Flock House virus is a small, non-enveloped, icosahedral T=3 insect virus containing a bipartite positive sense ssRNA genome comprising two genes: RNA1 (3.1kb) an RNA2 (1.4kb). RNA1 encodes the RNA-dependent RNA polymerase and also contains a frame-shifted subgenomic RNA 3 (369 nts) that encodes protein B2, responsible for inhibition of RNAi pathways. RNA2 encodes the capsid precursor, alpha, of which 180 copies form the viral capsid of FHV. Upon maturation, alpha undergoes an autocatalytic cleavage in its C-terminus to form beta, forming the main structural capsid component, and gamma, a short hydrophobic peptide required for endosome penetration that remains associated with the viral capsid.
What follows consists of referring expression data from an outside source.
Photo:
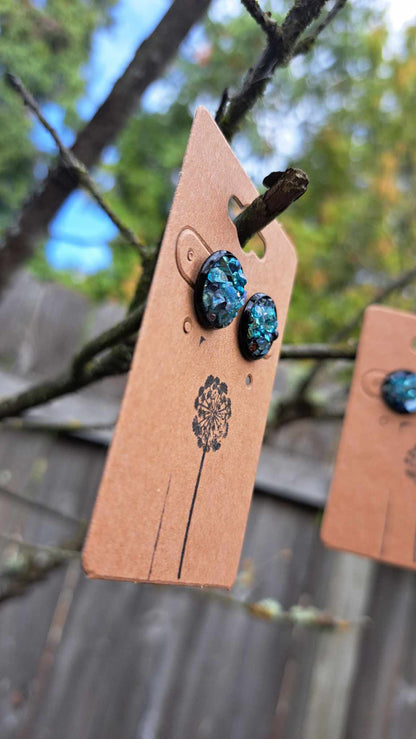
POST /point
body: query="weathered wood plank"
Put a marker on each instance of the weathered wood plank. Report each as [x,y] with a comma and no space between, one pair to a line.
[383,702]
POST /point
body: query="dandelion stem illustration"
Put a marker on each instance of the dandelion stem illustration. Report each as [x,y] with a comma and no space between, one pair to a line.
[210,426]
[158,531]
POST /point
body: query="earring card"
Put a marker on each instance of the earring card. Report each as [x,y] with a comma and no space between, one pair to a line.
[176,490]
[371,508]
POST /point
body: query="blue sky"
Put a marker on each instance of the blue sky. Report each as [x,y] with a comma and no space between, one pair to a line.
[81,232]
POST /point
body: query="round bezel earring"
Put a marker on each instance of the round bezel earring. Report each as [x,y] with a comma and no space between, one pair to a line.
[398,390]
[219,290]
[258,326]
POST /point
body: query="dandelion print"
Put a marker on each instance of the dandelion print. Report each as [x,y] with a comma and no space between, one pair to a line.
[210,426]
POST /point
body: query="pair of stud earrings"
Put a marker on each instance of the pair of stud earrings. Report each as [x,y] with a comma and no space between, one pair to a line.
[219,295]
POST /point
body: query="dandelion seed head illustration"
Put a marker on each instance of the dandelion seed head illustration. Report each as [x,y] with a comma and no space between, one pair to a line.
[213,412]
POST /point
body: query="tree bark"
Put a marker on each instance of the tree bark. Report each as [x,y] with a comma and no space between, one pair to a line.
[148,64]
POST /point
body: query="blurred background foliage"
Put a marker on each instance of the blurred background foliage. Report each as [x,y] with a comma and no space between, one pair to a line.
[343,113]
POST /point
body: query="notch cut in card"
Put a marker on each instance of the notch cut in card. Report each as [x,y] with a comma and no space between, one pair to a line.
[371,508]
[174,498]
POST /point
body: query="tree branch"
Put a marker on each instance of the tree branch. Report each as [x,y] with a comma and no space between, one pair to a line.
[304,45]
[30,564]
[149,62]
[397,283]
[281,43]
[284,189]
[73,164]
[88,367]
[318,351]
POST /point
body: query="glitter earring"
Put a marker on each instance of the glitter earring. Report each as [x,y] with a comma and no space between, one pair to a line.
[258,326]
[219,290]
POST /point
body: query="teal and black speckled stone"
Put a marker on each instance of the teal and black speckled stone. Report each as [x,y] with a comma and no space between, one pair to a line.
[219,290]
[399,391]
[258,326]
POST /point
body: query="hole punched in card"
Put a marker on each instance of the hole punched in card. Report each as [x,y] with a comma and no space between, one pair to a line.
[175,495]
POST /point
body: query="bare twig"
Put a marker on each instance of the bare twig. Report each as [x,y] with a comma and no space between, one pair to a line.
[262,18]
[87,366]
[283,189]
[147,65]
[43,508]
[73,164]
[397,283]
[27,564]
[318,351]
[65,428]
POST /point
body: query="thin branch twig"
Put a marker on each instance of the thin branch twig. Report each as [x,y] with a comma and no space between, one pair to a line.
[73,164]
[31,564]
[42,508]
[397,283]
[283,189]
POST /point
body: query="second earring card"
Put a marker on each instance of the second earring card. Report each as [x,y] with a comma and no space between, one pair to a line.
[176,490]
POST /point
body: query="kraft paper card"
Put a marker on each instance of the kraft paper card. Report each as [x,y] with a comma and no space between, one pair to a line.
[173,505]
[371,508]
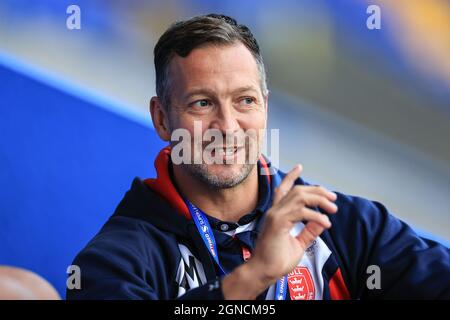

Virus-Like-Particles (VLPs) of FHV spontaneously form in S. frugiperda cell lines (e.g. Sf21) when RNA2 is expressed from a baculovirus vector and package cellular RNAs.

==Range==
FHV was originally isolated from New Zealand grass grubs (Costelytra zealandica) in the former Flock House agricultural facility in Bulls, Ragnitikei, New Zealand. Isolates were passaged in Drosophila cells in culture, which were subsequently shown to exhibit cell-death (cytopathic effect). FHV can also infect live flies. FHV has been shown to infect medically important genera of insects: mosquitos, e.g. Anopheles gambiae; the tsetse fly; and the Chagas vector, Rhodnius prolixus Stal. Infection of these organisms by FHV has been demonstrated to have similar characteristics in terms of viral titre, virus dissemination and mortality as has been shown for fruit fly infections.